Siudmak paints in the way God created the world: those who care only for romanticism or factuality will not recognize the Promethean impulse behind his work. The impossible object is there, luminous, motionless, and it fascinates because of this very motionlessness. Michel Nuridsany talks about the spell cast by those men and women “waiting as though suspended in amniotic fluid”. The paradox seems even more acute to George Lucas, a master of the moving picture who knows the appeal of the fixed frame, rich as it is with an enigmatic past and an enigmatic future, dead or still unborn on the surface and swarming with life below. Between the movie-maker and the painter the difference is as great as between ‘star peace’ and Star Wars. But, being a master storyteller, Lucas sees that Siudmak’s paintings move somewhere else, whereas a story heads towards an end, a closure. The surprising fact is that the uncanny shows through the academism, the mystery through the transparency. If this is peace, it is an armed peace.

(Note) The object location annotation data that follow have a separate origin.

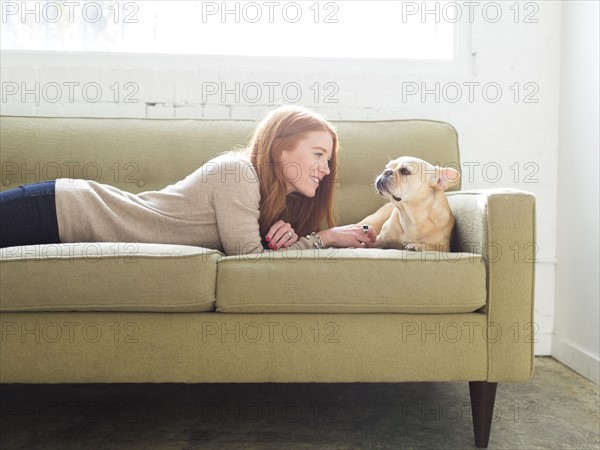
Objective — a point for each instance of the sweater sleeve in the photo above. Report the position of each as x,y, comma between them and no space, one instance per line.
236,201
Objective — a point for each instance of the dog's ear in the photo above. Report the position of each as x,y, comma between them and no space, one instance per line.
446,177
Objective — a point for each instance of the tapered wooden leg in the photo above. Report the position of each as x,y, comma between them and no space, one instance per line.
483,395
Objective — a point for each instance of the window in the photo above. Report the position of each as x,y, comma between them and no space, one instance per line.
337,29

Perhaps Siudmak is misunderstood in the way that Ingres was. Baudelaire, who did not care for him, talked about his “kind of ideal, made half of wholesomeness, half of quietude, close to indifference”. This is the truth, but not the whole truth. In Jupiter and Thetis, Siudmak detects not only grace and harmony but also incredible strength. Ingres can achieve a gigantic effect even in a small drawing. The same goes for Michelangelo or Dal. in the Christ of St John of the Cross. These masters of balance are masters of excess. If they pay so much attention to composition, it is because a force lurks in them, always threatening to undermine structure. If they imitate their models, it is because of an excess of imagination. Baudelaire himself detects in Ingres “an awareness of a fantastical world, or rather of a world that wants to be fantastical”. The corrective ‘wants’ is not without guile, but we have only to recall Magritte’s words: “The art of painting can rightly be called the art of imitation when it consists in painting the image of a thought which is like the world, such likeness resulting from a spontaneous operation of the mind, not from a rational or delirious search for similitudes. And what is imagining a thought which is like the world? Quite simply using the imagination”. We can follow Baudelaire when he says that the imagination ‘wants’ to be fantastical, since it always operates as a mirror, but is endowed with the faculty of giving existence to objects through thinking; that is, of making them like the world. When it makes them exist on a canvas, it creates the world. Such a world is perhaps created only to meet its death, and, (…) to turn us into spectators of its immolation. But this is immaterial, since the evidence of the painting remains: the arabesques are a tidal wave, and the song is a scream. One day, Siudmak felt very lonely, and he became a god.